Another Ventura edge: Minnesota’s provision of taxpayer funds to candidates brought his campaign more than $325,000. The public campaign aid, not available to Texas candidates, gave Ventura the ability to borrow funds for critical TV time.

Very different states

No doubt, Ventura was helped too by the Minneapolis-St. Paul TV market’s serving 80 percent of Minnesota. Texas has more than 25 media markets, making statewide media outreach expensive.

By Texas standards, overall campaign spending was slight in Minnesota. Eleven candidates for governor spent less than $11 million total in 1998, compared with the more than $100 million total spent by Perry and Democratic challenger Tony Sanchez in the 2002 Texas governor’s race. Ventura spent less than $1 million, with Humphrey and Coleman spending more than $2 million each.

Friedman hopes to raise $1 million before his campaign collects signatures this spring, Barkley said, and then another $6 million to $7 million to run his fall campaign — ambitious goals for any first-time candidate.

Lentz, author of “Electing Jesse Ventura, A Third-Party Success Story,” says Ventura’s capture of 69 percent of voters who registered on election day proved vital, adding that Ventura wouldn’t have edged Coleman without tapping into more than 330,000 first-time voters.

Friedman, in contrast, could be denied late momentum among people who haven’t voted in years because Texas law requires voters to register 30 days before any election.

Ventura set several goals from the outset of his campaign, meeting most, according to a campaign diary printed after the election in the Minneapolis Star-Tribune.

The goals included being favored by at least 24 percent of voters by October polls, matching the percentage of votes won in Minnesota by Ross Perot, the Reform Party founder, in the 1992 presidential election. The others were making the debates and doing well, raising $400,000 to $500,000 for TV ads and motivating young voters to vote.

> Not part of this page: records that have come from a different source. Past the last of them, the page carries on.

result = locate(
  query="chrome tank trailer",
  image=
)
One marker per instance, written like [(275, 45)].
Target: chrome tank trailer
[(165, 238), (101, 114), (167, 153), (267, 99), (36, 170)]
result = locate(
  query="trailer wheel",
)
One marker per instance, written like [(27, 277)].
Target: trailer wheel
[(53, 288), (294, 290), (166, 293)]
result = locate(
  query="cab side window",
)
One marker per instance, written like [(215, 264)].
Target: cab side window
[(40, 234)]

Barkley and Hillsman, formerly of Ventura and now with Friedman, have been encouraged by a fall poll showing Friedman above 20 percent in various matchups tested by Zogby International. They are betting on Friedman’s idiosyncratic style (stumping without talking points, cigar in hand) and an anti-status-quo message — with pitches on criminal justice, children’s health care, education, renewable energy and political reform — to energize voters accustomed to dozing through (or dodging) political appeals.

“Kinky’s biggest opponent in this race is apathy,” Barkley said. “It’s apathy versus Friedman. If Friedman beats apathy, he’ll win.”

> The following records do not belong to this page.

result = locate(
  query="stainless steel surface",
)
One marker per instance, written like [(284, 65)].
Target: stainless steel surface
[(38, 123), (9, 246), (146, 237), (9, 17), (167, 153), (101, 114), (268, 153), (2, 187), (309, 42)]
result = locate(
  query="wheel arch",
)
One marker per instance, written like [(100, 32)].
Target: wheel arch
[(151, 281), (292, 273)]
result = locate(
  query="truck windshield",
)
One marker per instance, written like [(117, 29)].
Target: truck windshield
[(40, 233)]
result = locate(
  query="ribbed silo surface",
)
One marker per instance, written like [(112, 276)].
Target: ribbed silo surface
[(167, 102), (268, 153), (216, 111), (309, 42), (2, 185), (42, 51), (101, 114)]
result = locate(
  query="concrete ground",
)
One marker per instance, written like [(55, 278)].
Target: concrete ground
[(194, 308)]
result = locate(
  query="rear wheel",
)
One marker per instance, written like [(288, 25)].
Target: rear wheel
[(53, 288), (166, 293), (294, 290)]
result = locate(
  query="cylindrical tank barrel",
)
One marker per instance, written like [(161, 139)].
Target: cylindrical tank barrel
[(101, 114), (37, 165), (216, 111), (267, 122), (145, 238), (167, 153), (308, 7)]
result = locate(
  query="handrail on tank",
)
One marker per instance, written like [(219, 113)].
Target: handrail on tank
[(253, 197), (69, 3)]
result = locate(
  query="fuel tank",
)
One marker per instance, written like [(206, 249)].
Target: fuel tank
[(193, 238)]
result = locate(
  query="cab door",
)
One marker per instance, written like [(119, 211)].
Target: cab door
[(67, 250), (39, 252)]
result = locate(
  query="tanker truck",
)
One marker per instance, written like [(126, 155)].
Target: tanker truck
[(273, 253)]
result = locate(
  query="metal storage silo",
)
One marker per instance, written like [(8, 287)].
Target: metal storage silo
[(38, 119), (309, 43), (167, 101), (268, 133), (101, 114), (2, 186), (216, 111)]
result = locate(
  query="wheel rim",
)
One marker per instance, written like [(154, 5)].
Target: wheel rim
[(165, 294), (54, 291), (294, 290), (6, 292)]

Like Ventura’s, Friedman’s action figure is being marketed online and via TV ads. His South Austin headquarters holds thousands of T-shirts, posters, caps, bumper stickers, compact discs and mugs, all for sale.

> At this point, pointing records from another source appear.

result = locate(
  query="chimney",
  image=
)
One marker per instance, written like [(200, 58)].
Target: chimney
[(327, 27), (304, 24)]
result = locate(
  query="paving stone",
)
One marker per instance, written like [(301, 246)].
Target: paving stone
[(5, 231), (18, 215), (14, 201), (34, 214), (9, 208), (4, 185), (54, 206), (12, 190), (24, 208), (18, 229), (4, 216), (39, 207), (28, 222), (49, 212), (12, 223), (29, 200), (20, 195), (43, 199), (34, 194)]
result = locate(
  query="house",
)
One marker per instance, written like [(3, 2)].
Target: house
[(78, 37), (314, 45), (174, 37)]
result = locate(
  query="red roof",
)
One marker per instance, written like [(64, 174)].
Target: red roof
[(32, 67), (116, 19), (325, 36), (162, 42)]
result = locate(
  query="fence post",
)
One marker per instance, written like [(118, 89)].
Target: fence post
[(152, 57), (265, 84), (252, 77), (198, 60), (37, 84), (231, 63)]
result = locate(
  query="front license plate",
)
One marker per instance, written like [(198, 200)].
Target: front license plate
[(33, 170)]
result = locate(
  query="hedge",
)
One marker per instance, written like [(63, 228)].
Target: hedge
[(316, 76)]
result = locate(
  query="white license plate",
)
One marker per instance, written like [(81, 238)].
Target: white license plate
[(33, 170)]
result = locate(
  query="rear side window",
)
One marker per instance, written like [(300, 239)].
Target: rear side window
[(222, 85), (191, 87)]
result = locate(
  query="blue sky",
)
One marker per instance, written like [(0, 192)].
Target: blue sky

Doug Friedline, Ventura’s campaign manager, said his man couldn’t have won without the public campaign aid or participating in debates. He said Ventura also had a better shot than Friedman because there was no incumbent in the race.

“Right guy at the right time,” Friedline said. “It’s whether or not the voters of Texas are willing to look at the situation.”

2 Responses to “Kinky Using Jesse’s Strategy”

  1. IndiPol Says:

    Texas being a Red state in a big way and the 30 day registration period will be tough things to overcome. But it still could be an election to discuss for years to come. As for the debates Kinky meets the criteria for inclusion (as of last gov election), but I think there was only one gubernatorial debate last time around between the Rep and Dem. Kinky will have to blow his wad in one attempt.

    There is a lot that can happen. We’ll get him on the ballot first and then see what happens.

  2. undercover_ararchist Says:

    The citizens of Texas are majority Dem-leaning, but the plutocrats in power have seized the mechanisms of the state to ensure totalitarian rule.

    Hey, Mr. President: Can we go to war on Texas to bring its citizens democracy? Please?